Abstract
SARM1 is a key regulator of a conserved program of axon degeneration increasingly linked to human neurodegenerative diseases. Pathological SARM1 activation causes rapid NAD consumption, disrupting cellular homeostasis and leading to axon degeneration. In this study, we develop antisense oligonucleotides targeting human SARM1, demonstrating robust neuroprotection against morphological, metabolic, and mitochondrial impairment in human iPSC-derived dopamine neurons induced by the lethal neurotoxin vacor, a potent SARM1 activator. Furthermore, our findings reveal that axon fragmentation can be prevented, and mitochondrial dysfunction reversed using the NAD precursor nicotinamide, a form of vitamin B3, even after SARM1 activation has occurred, when neurons are already unhealthy. This research identifies ASOs as a promising therapeutic strategy to block SARM1, and provides an extensive characterisation and further mechanistic insights that demonstrate the reversibility of SARM1 toxicity in human neurons. It also identifies the SARM1 activator vacor as a specific and reversible neuroablative agent in human neurons.

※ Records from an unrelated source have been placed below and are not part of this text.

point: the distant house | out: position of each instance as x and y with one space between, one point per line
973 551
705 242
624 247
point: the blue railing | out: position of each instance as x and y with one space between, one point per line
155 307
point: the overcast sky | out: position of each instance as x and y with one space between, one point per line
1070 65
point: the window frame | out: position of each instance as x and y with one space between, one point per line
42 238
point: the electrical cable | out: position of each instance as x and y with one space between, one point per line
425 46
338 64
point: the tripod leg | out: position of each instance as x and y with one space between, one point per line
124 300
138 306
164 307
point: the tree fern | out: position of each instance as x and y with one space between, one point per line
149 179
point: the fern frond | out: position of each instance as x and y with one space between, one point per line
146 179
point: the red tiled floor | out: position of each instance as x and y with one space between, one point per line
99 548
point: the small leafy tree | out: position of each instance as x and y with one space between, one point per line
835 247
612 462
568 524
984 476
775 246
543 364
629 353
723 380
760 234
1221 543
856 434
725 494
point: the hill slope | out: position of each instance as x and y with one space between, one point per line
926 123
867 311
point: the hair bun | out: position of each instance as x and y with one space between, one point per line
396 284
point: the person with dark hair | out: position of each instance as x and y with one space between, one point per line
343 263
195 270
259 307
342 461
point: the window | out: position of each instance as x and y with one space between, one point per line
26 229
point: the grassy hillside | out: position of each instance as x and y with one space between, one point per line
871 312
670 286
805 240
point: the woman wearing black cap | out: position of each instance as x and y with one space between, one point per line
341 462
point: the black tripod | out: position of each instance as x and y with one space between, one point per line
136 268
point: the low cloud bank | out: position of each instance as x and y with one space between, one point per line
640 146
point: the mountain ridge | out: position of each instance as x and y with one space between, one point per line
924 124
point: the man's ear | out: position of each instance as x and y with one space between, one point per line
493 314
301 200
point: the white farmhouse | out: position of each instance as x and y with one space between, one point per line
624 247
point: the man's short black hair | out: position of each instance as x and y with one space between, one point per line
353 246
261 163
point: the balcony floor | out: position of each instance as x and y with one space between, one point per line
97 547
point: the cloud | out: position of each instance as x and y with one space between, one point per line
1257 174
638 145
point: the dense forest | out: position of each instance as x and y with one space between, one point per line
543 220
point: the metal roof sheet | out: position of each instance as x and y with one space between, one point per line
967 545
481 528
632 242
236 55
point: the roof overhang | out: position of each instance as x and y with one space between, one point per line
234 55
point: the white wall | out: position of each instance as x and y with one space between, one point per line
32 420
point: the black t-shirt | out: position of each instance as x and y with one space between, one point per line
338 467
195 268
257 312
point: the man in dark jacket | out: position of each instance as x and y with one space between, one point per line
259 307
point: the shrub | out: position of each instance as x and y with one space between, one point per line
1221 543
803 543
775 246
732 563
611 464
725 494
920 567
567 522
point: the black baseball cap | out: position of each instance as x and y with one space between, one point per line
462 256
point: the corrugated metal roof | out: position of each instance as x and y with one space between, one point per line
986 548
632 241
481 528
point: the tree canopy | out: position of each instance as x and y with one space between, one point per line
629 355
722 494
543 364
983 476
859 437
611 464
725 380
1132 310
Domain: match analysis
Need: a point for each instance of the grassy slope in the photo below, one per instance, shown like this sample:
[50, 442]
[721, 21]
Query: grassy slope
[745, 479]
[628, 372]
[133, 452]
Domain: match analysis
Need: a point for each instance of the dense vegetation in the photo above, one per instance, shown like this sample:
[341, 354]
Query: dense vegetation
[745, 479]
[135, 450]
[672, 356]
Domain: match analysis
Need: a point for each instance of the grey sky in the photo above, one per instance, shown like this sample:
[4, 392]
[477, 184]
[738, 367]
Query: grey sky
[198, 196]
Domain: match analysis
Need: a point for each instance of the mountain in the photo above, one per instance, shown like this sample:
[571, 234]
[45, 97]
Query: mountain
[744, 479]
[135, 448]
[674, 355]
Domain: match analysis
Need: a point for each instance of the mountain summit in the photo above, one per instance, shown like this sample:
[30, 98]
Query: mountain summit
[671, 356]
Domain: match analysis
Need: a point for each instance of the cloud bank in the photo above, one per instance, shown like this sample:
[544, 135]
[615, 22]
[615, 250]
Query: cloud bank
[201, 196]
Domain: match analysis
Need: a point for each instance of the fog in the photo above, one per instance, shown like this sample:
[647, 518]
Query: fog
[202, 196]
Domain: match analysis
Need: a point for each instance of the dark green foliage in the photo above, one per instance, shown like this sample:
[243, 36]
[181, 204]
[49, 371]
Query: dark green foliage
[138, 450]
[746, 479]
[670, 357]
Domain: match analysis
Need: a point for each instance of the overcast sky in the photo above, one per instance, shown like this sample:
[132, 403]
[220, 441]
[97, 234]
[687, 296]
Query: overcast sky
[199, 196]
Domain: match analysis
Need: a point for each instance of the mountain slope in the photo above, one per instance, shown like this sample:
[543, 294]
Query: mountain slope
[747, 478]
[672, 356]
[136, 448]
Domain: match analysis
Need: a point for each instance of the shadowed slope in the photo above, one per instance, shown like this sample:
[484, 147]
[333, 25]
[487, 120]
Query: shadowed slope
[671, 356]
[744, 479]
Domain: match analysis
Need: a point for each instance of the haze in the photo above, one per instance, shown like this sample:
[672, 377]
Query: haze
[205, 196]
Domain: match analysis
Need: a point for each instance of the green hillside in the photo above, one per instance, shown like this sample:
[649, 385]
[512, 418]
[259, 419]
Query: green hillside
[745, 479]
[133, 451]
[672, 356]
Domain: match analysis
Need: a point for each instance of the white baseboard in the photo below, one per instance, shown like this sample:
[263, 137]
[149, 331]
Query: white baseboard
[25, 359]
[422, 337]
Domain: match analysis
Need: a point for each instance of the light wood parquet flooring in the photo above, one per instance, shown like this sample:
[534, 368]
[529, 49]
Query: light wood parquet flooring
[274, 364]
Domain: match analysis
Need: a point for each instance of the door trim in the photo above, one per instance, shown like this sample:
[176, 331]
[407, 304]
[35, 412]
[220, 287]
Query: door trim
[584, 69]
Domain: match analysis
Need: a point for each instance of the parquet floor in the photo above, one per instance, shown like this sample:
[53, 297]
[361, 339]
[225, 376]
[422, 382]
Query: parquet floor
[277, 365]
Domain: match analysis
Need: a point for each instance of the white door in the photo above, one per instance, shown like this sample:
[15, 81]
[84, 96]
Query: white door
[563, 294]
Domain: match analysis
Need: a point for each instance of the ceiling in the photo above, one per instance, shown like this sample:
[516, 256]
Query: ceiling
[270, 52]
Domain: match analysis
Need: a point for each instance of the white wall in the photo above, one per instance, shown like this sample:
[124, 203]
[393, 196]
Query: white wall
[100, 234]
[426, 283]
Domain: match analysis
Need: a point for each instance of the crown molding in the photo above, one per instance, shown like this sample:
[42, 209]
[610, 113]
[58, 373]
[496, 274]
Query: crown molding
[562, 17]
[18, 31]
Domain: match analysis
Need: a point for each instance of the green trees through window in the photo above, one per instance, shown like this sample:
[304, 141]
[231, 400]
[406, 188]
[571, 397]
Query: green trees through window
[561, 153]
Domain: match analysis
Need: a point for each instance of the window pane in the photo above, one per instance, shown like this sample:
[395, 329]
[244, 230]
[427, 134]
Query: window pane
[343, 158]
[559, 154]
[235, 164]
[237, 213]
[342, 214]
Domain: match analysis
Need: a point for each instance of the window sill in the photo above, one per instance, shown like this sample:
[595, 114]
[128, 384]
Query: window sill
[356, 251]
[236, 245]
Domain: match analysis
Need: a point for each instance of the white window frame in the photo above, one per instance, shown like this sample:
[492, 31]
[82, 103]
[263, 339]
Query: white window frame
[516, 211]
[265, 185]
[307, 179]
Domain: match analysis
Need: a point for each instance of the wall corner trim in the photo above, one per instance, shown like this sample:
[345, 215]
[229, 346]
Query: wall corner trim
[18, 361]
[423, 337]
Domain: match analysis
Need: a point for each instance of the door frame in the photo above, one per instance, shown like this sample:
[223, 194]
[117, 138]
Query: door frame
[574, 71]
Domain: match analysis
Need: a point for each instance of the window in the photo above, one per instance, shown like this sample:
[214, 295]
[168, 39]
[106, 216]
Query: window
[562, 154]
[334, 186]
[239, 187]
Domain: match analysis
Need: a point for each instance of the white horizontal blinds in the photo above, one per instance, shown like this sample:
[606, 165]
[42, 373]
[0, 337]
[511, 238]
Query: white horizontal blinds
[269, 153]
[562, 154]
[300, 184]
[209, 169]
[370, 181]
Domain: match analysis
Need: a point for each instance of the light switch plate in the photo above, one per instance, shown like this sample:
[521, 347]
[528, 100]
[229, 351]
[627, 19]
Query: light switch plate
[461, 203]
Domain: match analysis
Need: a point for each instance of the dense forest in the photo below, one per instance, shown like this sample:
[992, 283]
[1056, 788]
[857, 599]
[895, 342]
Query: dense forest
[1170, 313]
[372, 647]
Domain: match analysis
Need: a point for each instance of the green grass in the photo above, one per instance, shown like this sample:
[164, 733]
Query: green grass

Competing Interest Statement
MPC consults for Nura Bio and Drishti Discoveries and the Coleman group is part funded by AstraZeneca for academic research projects but none of these activities relate to the study reported here. DLB has consulted for AstraZeneca and Lilly on behalf of Oxford University Innovation and received research grants from AstraZeneca and Lilly but none of these activities relate to these studies. HTZ is a full-time employee and stock holder of Ionis Pharmaceuticals, Inc. AL and PA-F are inventors on a patent application related to the subject matter of the publication.